Backcountry. Written and directed by Adam MacDonald. Starring Missy Peregrym, Jeff Roop and Eric Balfour. Rating: 8 (out of 10).
Weekend warriors contemplating an end-ofseason camping trip would do well to see Backcountry beforehand - then spring for an RV rental instead.
Adam MacDonald's first feature is an unexpectedly tense look at what happens when a romantic camping trip in Ontario's backcountry goes terribly wrong for a supposedly seasoned outdoorsman and his jittery girlfriend.
At first, Jenn and Alex (Missy Peregrym, Jeff Roop) appear to be the type of people who have it coming: Jenn's hair and makeup are ridiculous for an off-the-grid trip, Alex arrogantly refuses a map.
She's on her phone until the very last second and he badgered her into the trip in the first place: one last selfie and then they take off by canoe, without life jackets. By the 10-minute mark we're hoping something bad will happen.
But what? Should the couple fear the creepy park ranger (Nicholas Campbell) who warns them that their trail of choice is closed and that a hefty fine awaits if he catches them?
As the trail gets narrower and fellow campers become scarce, the twosome morphs into a reluctant threesome after Brad (Eric Balfour), a cocky Irishman who claims to be a for-hire backwoods guide, strides into their campsite with a bounty of fish and a really big knife. A pissing match between the boys ensues, revealing some of Alex's insecurities. Brad takes his sweet time vacating camp, and we suspect he'll be back. Is he the danger lurking in the dark woods?
Next, Jenn worries about bears. Alex dismisses her concerns, saying "we'll be lucky to see anything bigger than a chipmunk." After the couple stumbles across a bear bed, however, the film becomes the stuff of fairy-tale nightmares. (The two black bears who share credit as the one stalking our duo tear up the screen, so to speak, and do for the woods what Jaws did for the water.)
The couple becomes lost, dangerously so. MacDonald makes the most of snapping branches and night shadows to build tension as the couple's unknown predator closes in. "Let's get back in the tent," is their lame strategy, as if a thin layer of nylon is defense against anything.
Despite doing a few things right (like hoisting their food cache up a tree) Jenn and Alex do a lot wrong (no compass).

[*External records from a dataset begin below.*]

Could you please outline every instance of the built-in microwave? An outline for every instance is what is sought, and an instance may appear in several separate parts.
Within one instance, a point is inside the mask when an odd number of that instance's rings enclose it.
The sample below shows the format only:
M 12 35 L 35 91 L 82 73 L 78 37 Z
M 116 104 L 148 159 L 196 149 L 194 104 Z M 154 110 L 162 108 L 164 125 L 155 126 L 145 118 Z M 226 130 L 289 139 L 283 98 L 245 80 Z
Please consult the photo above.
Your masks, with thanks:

But the number one failure on Jenn's part is not to have listened to her instincts in the first place, after her first "I want to go home" was swept aside.
The director knows that crisis tends to strip people down to basics, and honesty rolls out of our campers as soon as the danger rolls in. We suspected judgment would be meted out right from the get-go, as Jenn mulled over one of those dreaded rate-your-boyfriend quizzes during the car-ride up. Jenn's character defies our expectations by film's end; Peregrym (Rookie Blue) is compelling emotionally but also dives headlong into the physicality of her role, with breathless results.
Congrats to the makeup and effects departments, who have created perhaps the most disgusting bigtoenail moment ever, as well as a few others I won't mention.
Lascivious Irishmen, poor communication, lonely park rangers and bears: armed with these few devices MacDonald gamely shows us how a romantic camping trip gone wrong is no walk in the woods.